Stubborn as a Mule But Excellent as a Pet, Especially for Children

Cairn Terrier

Stubborn as a Mule But Excellent as a Pet, Especially for Children

Although not one of the fourteen oldest dog breeds, Cairn Terriers are still believed to be a very old breed, and were the last to be formally named within the Terrier family. According to the Cairn Terrier Club of America , it is believed that more than two centuries ago, the forerunners of today’s Cairn Terrier served to vanquish rodents from “cairns” or piles of rock on farms in Scotland on the isle of Skye and in the Scottish Highlands. One should expect the same kind of hunting instinct within the household. Used to seek the presence of mice, squirrels, etc., grafters, shepherds and fox hunters commonly used them to wriggle into the “cairns” and bark to hold the predator until it was captured and killed. (The word "cairn" also refers to the rock dens that foxes and badgers live in throughout the countryside.)

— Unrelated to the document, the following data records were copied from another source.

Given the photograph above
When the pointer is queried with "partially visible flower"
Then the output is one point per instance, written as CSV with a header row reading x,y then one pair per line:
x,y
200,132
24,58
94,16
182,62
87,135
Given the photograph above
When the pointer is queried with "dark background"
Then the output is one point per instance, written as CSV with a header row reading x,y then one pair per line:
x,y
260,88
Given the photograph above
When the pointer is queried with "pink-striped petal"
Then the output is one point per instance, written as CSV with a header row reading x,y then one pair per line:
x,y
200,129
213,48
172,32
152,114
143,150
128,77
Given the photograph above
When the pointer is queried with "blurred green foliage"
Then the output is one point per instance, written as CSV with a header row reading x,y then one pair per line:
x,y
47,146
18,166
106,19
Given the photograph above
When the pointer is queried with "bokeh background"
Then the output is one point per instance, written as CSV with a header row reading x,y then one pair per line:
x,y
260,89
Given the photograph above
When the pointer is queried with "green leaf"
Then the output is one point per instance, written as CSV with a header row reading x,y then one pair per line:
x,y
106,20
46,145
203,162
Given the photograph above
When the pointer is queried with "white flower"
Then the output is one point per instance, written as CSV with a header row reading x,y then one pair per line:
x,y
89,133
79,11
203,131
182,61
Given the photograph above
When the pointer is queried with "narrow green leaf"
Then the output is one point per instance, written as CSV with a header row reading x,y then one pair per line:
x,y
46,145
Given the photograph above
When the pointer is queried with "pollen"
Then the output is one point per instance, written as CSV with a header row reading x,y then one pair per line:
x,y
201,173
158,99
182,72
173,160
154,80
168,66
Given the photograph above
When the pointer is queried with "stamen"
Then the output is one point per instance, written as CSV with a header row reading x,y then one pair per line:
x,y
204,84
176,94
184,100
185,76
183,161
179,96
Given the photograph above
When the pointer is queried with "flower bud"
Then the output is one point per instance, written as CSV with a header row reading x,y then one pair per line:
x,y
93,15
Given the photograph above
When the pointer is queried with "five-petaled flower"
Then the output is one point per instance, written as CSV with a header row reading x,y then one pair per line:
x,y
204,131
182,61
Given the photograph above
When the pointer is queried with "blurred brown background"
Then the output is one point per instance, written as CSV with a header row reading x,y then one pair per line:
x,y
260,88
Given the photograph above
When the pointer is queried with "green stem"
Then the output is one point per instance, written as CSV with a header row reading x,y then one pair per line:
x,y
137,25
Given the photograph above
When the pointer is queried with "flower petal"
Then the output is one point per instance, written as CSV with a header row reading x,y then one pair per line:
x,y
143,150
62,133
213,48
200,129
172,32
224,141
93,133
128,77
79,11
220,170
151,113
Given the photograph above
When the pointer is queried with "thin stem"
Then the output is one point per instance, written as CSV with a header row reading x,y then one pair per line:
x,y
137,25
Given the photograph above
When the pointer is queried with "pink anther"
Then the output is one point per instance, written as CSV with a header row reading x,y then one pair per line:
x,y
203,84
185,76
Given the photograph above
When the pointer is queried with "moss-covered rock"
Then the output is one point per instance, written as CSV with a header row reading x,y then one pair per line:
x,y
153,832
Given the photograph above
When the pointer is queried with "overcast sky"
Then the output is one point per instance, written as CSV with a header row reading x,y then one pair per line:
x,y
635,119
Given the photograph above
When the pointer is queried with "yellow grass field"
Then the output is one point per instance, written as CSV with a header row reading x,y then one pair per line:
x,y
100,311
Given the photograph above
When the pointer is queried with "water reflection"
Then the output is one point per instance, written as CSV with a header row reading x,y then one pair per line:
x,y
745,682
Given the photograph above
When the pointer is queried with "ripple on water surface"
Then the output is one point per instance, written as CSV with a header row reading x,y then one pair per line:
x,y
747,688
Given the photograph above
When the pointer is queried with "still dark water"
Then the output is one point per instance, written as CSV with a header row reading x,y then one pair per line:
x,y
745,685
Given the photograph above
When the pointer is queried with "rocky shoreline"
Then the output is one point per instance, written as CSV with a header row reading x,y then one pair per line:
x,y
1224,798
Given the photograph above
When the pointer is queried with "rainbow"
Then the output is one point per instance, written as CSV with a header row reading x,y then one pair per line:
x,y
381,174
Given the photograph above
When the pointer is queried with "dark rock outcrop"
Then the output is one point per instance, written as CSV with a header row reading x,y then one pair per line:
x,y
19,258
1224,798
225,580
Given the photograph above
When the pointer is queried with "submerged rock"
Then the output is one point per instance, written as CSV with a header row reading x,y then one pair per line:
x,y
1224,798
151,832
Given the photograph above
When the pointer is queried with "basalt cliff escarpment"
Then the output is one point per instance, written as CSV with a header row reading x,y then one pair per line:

On sight, the Cairn Terrier appears small and short-legged. But it is a very active breed with a strong build and well-rooted ribs. Sharing the appearance of a fox, it comes in different colors and can be tolerant of any weather conditions due to its hairy undercoat. The male weighs about 14 pounds; the female, a little less. Measuring about ten inches, the male is about a half inch taller than the female. Very petite and well-proportioned size, its life span is between ten to fifteen years.


True to the saying you cannot teach an old dog new tricks, the Cairn Terrier is very independent and unique unto itself. Each possesses an individual personality making it different from all others. With an equally singular temperament, if not well curbed, this dog could become mutinous to its owner, attempting to claim the role of boss in the relationship. However, genuinely fun-loving, this dog adores children with a generous heart.

Cairn Terriers are very intelligent and willful by nature and require some rigorous training. This yields the best result, as they can be exceptionally stubborn. To combat their proclivity to disobedience which is merely their way of expressing their independence, it is important to train them as puppies.

They love toys and can be a bit exuberant at times. If an owner is pushed beyond his limit, the best strategy is to adopt a strong authoritative position to make the leadership role more evident to your pet. A new owner should not be surprised if Cairn Terriers dig holes in and around the house as a display of their natural instinct to seek rodents. Regular exercise such as daily walks and active brushing will aid the general fitness and behavior of this wonderful pet.


Cairn Terriers appear somewhat shaggy on first impression but a good brushing improves their tidiness. It’s very important to keep this breed of dog free of fleas, as they can be allergic to fleabites. Weekly, their old dead hair should be removed from their roots, which does not hurt the dog in any way.


Although the Cairn Terrier is very healthy and lives between twelve and fourteen years, like every other breed, it can have several associated health problems as reported by veterinarians , breeders, and owners. There can be diseases or infections from toxins, age, or injuries. Common hereditary health issues found in Cairn Terriers are: progressive retinal atrophy; cataracts; Entropion; Soft Tissue Sarcoma; Von Willebrand Disease; luxating patella and more.

Living Environment

The Cairn Terrier is an apartment-friendly pet but enjoys a larger home just as much. Very active indoors, it can survive even without a yard.

Cost of Ownership

The purchase price of a Cairn Terrier could be about $550 for a 13-week-old puppy, but a prospective owner should consider the additional expense of medical issues, feeding, vaccines, and toys as well.